In [66]:
import requests
import json
import yaml
import pandas as pd

# Aim

Return a lookup from ABC accession to CL term.
Do this based on harvesting old CL mappings and mapping forwards on names.

There are 3 sources of mappings

- old root node mappings
- cell set mappings
- NT mappings

NT mappings should supercede any existing mappings to NT.

In [85]:
## NT mappings (using label names from ABC atlas)

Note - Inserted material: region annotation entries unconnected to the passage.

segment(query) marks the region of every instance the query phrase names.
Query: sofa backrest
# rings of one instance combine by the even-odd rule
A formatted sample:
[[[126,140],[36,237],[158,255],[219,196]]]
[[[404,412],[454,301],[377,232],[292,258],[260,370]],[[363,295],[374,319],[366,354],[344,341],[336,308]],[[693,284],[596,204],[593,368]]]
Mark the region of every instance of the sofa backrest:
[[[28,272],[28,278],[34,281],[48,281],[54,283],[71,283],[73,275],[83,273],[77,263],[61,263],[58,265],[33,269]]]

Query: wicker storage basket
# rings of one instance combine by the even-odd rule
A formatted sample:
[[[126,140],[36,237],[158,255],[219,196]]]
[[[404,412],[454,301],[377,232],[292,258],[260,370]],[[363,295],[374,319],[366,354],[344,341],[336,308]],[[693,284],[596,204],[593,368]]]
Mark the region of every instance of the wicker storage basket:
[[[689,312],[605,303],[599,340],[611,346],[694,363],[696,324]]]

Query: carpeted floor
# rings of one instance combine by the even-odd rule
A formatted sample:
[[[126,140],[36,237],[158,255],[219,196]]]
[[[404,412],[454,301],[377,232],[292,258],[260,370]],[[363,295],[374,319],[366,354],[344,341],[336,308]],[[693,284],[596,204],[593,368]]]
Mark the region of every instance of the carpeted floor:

NT =  { 'Glut': {'ID': 'CL:0000679', 'label': 'glutamatergic neuron'},
        'GABA': {'ID': 'CL:0000617', 'label': 'GABAergic neuron'},
        'Sero': {'ID': 'CL:0000850', 'label': 'serotonergic neuron'},
        'Dopa': {'ID': 'CL:0000700', 'label': 'dopaminergic neuron'},
        'Chol': {'ID': 'CL:0000108', 'label': 'cholinergic neuron'},
        'Hist': {'ID': 'CL:0011110', 'label': 'histaminergic neuron'},
        'Nora': {'ID': 'CL:0008025', 'label': 'noradrendergic neuron'}       
      }


In [86]:
# Make a CL ID to label lookup
clget = requests.get("http://purl.obolibrary.org/obo/cl/cl.json")
cl = json.loads(clget.content)['graphs'][0]
cl_lookup = { n['id'].replace("http://purl.obolibrary.org/obo/CL_", "CL:") : n['lbl'] 
          for n in cl['nodes'] 
          if 'lbl' in n.keys() }

In [87]:
# Function for generating quick dictionary lookups from dataframes - cos I suck a pandas joins
def df2dict(df: pd.DataFrame, key_column: str):
    return df.set_index(key_column).fillna('').to_dict(orient='index')

In [88]:
# Old taxonomy has CL mappings and the names we will use to map forward.
old_taxonomy = pd.read_csv('../data/BDSO_taxonomy_templates/nomenclature_table_CS202212150_annotated.csv', sep=',')
old_taxonomy[['cell_set_preferred_alias', 'CL',]].dropna()[0:3]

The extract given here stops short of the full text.